Obwohl man dir die Schwangerschaft noch nicht ansieht, entwickelt sich dein Baby in deinem Bauch von einer kleinen Zellansammlung zu einem etwa 8 Zentimeter großen Embryo. Wichtige Organe nehmen Gestalt an: Kopf, Rumpf, Arme und Beine sind bald erkennbar. Am Ende der 12. SSW sind sogar die Augen deines Kindes bereits angelegt. Deine Frauenärztin wird dich jetzt regelmäßig zu Vorsorgeterminen einladen, die du unbedingt wahrnehmen solltest. Sie wird dich gründlich per Ultraschall untersuchen, dein Gewicht und das Wachstum deines Babys im Mutterpass dokumentieren, den du stets bei dir tragen solltest – für den Fall, dass du plötzlich ins Krankenhaus musst. In dieser frühen Phase der Schwangerschaft sind Harnwegsinfektionen und Übelkeit nicht ungewöhnlich. Aber keine Sorge – das wird vorübergehen. Wenn du dich unwohl fühlst, sprich mit deiner Ärztin. Sie kann dir geeignete Medikamente empfehlen, die deinem Baby nicht schaden. Beginne frühzeitig mit der Suche nach einer Hebamme und melde dich für einen Geburtsvorbereitungskurs an. Dieser beginnt zwar erst gegen Ende des 2. Trimesters, aber die Plätze sind oft schnell vergeben. Der Kurs vermittelt dir und anderen werdenden Müttern wertvolle Informationen zur Geburt. Zudem lernst du Entspannungs- und Atemtechniken kennen, die dir während der Entbindung helfen können.
Jetzt beginnt dein Bauch zu wachsen, denn dein Baby nimmt stetig an Gewicht zu. Die Körperstrukturen und Organe, die in den ersten zwölf Wochen gebildet wurden, werden immer deutlicher sichtbar. Ab der 16. Woche kannst du das Geschlecht deines Kindes auf dem Ultraschall erkennen. Das Gehör deines Babys entwickelt sich so weit, dass es die Geräusche deines Körpers sowie die aus der Umgebung wahrnehmen kann. Es beginnt, erste Eindrücke zu verarbeiten. Seine Augenlider sind zwar noch geschlossen, doch die Pupillen können sich bereits bewegen. Ab der 27. Woche entwickelt dein Baby einen Schlaf- und Wachrhythmus, ruhige und aktive Phasen wechseln sich ab. Du wirst immer häufiger die Bewegungen deines Babys spüren – anfangs noch zart. Dir selbst geht es in dieser Phase deiner Schwangerschaft gut.

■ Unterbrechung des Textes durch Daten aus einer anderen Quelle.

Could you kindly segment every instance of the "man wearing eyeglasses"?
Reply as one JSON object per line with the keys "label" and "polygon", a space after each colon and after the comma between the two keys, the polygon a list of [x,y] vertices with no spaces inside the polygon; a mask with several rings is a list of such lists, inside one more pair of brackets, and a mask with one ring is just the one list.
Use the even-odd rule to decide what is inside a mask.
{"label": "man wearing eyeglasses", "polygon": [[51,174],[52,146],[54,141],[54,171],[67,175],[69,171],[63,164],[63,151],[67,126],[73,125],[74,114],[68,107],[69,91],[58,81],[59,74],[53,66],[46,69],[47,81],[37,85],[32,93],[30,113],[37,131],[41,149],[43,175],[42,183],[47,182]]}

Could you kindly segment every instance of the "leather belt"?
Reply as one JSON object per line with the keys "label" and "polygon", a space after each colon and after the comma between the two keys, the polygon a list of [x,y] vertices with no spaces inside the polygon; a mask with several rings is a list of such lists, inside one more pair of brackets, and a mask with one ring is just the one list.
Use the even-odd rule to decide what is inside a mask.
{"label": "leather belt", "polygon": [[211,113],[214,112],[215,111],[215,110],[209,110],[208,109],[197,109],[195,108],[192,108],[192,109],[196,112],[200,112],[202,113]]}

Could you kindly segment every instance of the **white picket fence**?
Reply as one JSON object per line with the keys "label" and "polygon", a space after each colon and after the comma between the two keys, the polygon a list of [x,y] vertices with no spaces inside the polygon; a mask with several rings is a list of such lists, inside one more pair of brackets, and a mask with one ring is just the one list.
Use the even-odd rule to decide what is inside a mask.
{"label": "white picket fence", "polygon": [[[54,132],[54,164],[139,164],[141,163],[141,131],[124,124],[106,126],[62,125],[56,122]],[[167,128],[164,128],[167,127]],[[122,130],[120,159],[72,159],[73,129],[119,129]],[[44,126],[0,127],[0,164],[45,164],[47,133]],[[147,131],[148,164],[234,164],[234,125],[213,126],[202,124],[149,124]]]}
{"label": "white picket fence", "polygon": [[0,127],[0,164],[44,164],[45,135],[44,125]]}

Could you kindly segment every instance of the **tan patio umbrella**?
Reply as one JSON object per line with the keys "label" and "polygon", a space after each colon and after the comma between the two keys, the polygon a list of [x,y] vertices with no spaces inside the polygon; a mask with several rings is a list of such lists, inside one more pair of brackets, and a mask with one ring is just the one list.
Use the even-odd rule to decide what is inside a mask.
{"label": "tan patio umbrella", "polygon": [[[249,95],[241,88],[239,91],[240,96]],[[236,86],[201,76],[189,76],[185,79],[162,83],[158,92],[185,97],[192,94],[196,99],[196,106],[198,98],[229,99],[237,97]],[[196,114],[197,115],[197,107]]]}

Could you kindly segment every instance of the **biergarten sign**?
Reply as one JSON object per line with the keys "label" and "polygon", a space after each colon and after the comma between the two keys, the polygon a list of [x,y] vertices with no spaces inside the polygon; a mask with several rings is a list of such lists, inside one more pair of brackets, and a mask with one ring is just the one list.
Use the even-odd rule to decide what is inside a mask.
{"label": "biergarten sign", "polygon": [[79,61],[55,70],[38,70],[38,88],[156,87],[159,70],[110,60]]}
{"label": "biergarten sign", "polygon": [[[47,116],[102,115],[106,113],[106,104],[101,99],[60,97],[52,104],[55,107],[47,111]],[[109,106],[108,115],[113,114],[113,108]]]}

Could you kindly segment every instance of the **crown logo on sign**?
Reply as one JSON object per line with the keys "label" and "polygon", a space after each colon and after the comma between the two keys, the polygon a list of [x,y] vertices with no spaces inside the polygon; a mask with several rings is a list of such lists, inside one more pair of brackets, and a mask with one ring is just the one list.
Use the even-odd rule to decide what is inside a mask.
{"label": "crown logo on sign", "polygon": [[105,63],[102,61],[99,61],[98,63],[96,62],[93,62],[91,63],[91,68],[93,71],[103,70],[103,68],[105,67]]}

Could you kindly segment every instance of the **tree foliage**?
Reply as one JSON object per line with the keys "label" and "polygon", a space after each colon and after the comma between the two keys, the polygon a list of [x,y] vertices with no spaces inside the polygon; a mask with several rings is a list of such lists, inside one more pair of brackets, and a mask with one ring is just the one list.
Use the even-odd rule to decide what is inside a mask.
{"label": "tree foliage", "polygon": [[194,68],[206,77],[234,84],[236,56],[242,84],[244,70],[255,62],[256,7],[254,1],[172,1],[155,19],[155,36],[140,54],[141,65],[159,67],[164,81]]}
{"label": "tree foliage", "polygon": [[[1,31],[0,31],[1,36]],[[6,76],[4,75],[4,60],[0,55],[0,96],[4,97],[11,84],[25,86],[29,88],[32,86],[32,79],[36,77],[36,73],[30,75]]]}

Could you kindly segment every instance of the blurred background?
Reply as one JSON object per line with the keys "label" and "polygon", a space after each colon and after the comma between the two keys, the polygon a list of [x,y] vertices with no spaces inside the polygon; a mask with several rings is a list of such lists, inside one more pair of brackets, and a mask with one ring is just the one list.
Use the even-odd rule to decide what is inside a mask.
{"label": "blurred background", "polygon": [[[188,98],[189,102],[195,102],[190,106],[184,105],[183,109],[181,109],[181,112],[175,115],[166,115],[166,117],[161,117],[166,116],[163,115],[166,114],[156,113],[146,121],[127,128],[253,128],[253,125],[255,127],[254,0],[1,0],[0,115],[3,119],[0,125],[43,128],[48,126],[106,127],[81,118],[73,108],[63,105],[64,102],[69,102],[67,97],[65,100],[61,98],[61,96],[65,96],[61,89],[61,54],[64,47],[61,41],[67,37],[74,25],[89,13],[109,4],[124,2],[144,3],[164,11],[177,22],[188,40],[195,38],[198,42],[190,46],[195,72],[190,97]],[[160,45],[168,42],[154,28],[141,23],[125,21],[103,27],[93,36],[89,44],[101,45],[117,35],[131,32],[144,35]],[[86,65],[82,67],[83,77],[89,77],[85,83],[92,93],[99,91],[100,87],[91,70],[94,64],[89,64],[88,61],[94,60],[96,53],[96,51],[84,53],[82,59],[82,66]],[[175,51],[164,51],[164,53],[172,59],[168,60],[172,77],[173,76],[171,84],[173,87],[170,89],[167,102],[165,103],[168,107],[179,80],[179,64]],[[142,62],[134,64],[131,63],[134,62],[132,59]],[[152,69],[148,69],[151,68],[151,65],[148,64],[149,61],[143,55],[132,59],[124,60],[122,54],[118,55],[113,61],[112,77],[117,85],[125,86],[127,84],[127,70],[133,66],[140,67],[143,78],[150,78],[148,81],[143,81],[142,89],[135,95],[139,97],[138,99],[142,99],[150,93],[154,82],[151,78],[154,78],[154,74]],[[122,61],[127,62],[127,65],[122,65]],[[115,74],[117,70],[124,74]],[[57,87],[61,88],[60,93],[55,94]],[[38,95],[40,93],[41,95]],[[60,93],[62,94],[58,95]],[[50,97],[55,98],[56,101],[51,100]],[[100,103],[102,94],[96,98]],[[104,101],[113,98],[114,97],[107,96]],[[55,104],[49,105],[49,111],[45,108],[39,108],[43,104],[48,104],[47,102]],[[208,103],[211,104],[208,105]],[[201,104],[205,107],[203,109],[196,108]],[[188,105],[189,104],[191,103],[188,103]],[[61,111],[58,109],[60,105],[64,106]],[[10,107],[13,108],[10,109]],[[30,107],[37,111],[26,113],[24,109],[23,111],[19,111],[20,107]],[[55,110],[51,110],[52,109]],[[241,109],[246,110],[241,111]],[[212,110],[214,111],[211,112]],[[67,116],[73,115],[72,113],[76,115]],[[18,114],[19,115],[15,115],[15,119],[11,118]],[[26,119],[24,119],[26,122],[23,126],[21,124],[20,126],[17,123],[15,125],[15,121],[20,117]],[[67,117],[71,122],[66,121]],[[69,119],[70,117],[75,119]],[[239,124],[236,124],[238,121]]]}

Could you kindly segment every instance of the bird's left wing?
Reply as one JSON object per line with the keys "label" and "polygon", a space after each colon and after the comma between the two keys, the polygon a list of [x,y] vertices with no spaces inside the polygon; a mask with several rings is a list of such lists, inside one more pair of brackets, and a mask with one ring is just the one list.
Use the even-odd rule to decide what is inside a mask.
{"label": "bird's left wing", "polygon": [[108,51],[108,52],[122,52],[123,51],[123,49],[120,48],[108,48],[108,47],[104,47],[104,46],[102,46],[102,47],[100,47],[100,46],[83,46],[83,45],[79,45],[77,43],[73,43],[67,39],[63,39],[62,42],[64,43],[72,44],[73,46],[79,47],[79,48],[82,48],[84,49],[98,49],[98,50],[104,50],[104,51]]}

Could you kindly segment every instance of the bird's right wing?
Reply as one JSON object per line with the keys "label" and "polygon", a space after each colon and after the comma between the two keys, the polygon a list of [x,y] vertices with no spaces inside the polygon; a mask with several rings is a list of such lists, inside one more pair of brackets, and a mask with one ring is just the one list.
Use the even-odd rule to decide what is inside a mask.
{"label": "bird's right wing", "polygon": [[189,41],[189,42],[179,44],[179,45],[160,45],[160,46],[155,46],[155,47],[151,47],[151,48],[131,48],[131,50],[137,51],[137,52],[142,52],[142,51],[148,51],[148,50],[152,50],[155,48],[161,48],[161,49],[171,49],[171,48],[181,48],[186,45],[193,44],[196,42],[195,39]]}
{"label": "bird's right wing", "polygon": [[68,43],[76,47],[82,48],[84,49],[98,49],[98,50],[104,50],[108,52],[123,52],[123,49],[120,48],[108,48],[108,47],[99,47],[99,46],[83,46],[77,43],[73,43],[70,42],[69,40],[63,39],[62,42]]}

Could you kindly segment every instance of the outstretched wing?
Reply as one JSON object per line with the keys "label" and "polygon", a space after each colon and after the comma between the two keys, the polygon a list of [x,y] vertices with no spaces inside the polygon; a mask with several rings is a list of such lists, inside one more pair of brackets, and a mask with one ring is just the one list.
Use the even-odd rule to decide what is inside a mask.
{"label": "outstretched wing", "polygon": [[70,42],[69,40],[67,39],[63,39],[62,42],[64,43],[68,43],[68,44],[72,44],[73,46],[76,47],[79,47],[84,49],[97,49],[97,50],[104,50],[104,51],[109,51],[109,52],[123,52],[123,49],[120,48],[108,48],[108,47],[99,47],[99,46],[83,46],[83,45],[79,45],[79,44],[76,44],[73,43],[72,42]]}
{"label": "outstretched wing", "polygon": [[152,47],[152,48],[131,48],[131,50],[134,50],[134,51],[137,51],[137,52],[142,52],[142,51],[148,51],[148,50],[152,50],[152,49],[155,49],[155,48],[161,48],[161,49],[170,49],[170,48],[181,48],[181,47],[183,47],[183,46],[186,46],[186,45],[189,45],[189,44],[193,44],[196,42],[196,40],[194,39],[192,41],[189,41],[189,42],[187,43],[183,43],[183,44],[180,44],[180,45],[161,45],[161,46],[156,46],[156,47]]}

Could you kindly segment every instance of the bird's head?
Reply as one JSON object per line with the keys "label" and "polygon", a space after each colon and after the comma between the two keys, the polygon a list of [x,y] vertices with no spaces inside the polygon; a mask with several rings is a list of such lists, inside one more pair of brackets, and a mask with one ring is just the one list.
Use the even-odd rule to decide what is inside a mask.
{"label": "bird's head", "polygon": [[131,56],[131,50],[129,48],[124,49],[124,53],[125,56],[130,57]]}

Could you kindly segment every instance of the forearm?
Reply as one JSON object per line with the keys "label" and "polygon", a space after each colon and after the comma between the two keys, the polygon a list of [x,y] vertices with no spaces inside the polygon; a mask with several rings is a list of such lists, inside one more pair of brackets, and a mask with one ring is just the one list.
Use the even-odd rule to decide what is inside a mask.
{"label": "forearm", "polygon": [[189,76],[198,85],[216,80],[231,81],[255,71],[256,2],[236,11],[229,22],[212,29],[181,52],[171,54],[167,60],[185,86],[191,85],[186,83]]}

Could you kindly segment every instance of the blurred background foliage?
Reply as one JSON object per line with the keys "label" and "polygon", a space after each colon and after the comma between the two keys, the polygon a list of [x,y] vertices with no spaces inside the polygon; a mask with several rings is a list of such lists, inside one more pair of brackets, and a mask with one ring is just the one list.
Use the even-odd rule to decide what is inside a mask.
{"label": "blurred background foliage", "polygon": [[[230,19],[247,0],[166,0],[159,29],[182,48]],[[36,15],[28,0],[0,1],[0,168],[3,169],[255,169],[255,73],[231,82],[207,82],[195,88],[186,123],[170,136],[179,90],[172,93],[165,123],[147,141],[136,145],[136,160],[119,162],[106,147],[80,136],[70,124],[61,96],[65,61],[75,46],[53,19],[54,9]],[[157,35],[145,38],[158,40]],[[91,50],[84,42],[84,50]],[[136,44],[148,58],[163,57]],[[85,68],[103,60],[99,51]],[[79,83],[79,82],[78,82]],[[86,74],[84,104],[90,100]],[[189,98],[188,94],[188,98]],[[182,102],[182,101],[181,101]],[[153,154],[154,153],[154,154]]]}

Die Übelkeit ist vorbei, und du fühlst dich vitaler. Allerdings musst du dich jetzt um neue Kleidung kümmern – deine alte Lieblingsjeans wird nicht mehr passen. Aufgrund des hohen Östrogenspiegels kann sich auf deinem Bauch eine dunkle Linie bilden – die sogenannte Linea Nigra. Diese Pigmentveränderung bildet sich nach der Geburt wieder zurück.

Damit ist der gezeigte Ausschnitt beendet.